At p. 169 of the report their Lordships further say: —

$\mathcal{L}^{\prime}$

"It is consistent with the discretion of counsel for the prosecutor, which is thus recognized, that it should be a general practice of prosecuting counsel. if they find no sufficient reason to the contrary, to tender such witnesses for cross-examination by the defence, and this practice has probably become even more general in recent years, and rightly so, but it remains a matter for the discretion of the prosecutor."

We think that in the circumstances of this case where corroboration of the complainant's evidence was all important that it is rather surprising that the

prosecution chose not to call or offer for cross-examination. Wanyoike whose deposition was on the file and who might have been expected to confirm Muli's evidence. However, it was a matter within the discretion of counsel conducting the prosecution and there are no grounds for any suggestion that the prosecutor was influenced by any oblique motive. No such suggestion has been made in the present case.

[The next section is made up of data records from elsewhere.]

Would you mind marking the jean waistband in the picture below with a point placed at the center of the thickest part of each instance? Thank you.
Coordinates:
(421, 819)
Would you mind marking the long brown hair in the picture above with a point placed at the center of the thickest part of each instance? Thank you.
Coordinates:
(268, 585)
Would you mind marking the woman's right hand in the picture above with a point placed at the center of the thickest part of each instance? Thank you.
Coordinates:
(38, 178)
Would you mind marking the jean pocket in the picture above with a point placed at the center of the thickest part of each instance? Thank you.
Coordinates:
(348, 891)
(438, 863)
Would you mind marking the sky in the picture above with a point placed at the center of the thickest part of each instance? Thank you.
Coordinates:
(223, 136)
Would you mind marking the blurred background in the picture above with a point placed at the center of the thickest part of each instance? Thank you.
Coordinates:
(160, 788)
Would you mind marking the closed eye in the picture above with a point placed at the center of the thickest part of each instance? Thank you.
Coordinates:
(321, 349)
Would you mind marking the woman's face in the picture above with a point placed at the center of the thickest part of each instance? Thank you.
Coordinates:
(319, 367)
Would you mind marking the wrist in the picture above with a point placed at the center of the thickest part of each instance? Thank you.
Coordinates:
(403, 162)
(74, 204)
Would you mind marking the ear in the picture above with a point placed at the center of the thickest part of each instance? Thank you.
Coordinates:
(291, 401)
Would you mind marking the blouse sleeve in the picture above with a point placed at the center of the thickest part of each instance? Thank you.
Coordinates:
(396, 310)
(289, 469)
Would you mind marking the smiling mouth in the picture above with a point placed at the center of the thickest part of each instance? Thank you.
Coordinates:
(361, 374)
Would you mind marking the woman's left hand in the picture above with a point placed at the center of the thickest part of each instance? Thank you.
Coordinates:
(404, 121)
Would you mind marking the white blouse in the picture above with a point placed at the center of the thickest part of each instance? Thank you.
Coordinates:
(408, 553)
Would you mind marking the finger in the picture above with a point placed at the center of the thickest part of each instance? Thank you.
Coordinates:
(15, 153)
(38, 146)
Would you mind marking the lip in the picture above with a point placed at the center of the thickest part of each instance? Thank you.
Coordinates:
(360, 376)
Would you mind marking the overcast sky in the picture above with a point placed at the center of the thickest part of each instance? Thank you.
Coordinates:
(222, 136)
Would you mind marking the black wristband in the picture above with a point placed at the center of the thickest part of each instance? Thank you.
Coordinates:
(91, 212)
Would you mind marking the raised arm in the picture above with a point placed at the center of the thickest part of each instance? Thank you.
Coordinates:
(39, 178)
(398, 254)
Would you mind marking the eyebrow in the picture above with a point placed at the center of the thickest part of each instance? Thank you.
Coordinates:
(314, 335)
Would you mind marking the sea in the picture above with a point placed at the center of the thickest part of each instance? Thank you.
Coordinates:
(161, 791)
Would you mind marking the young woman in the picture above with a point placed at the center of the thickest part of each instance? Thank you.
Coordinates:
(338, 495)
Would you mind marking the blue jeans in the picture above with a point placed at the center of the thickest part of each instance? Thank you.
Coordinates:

As to the proper direction where neither side elects to call a possible witness we think it may be helpful to advert to the judgment of the Court of Criminal Appeal in R. v. Bryant and Dickson, (1946) 31 C. A. R. 146 at pp. 152-3 where the Court indicated that a satisfactory direction would be in some such words as $these:$

"X is absent and it is not very satisfactory that he is not here; the prosecution could have called him, and have not done so, perhaps for very good reasons. The defence might have called him or not, as they liked."

We see no substantial difference between that and the direction complained of in the present case which in our view was unexceptionable.

Before leaving this aspect of the appeal we wish to refer to a passage in the judgment of this Court in Rex v. Katambo, (1938) 5 E. A. C. A. 141 at p. 142. It is there said: "There may be cases in which a Judge might think it a matter of justice to interfere and direct that such a witness should be called by the Crown". It seems doubtful, in view of what is said as to the discretion of the prosecutor in *Adel Muhammed's case*, whether the Court can direct the prosecutor to call a particular witness. However, that may be it would seem unnecessary to do so in Kenya since by section 150 of the Criminal Procedure Code the Judge is empowered himself to call any person as a witness and any person so called may be cross-examined by the prosecution or by the defence and this practice would seem to be more in accord with what Baron Alderson stated to be the only sensible rule, namely that ordinarily witnesses should be called by the party who wants their evidence.

The other points raised in the argument by Mr. Dinshaw were of no substance; we indicated our opinion on them during the course of the argument and do not propose to refer to them again here.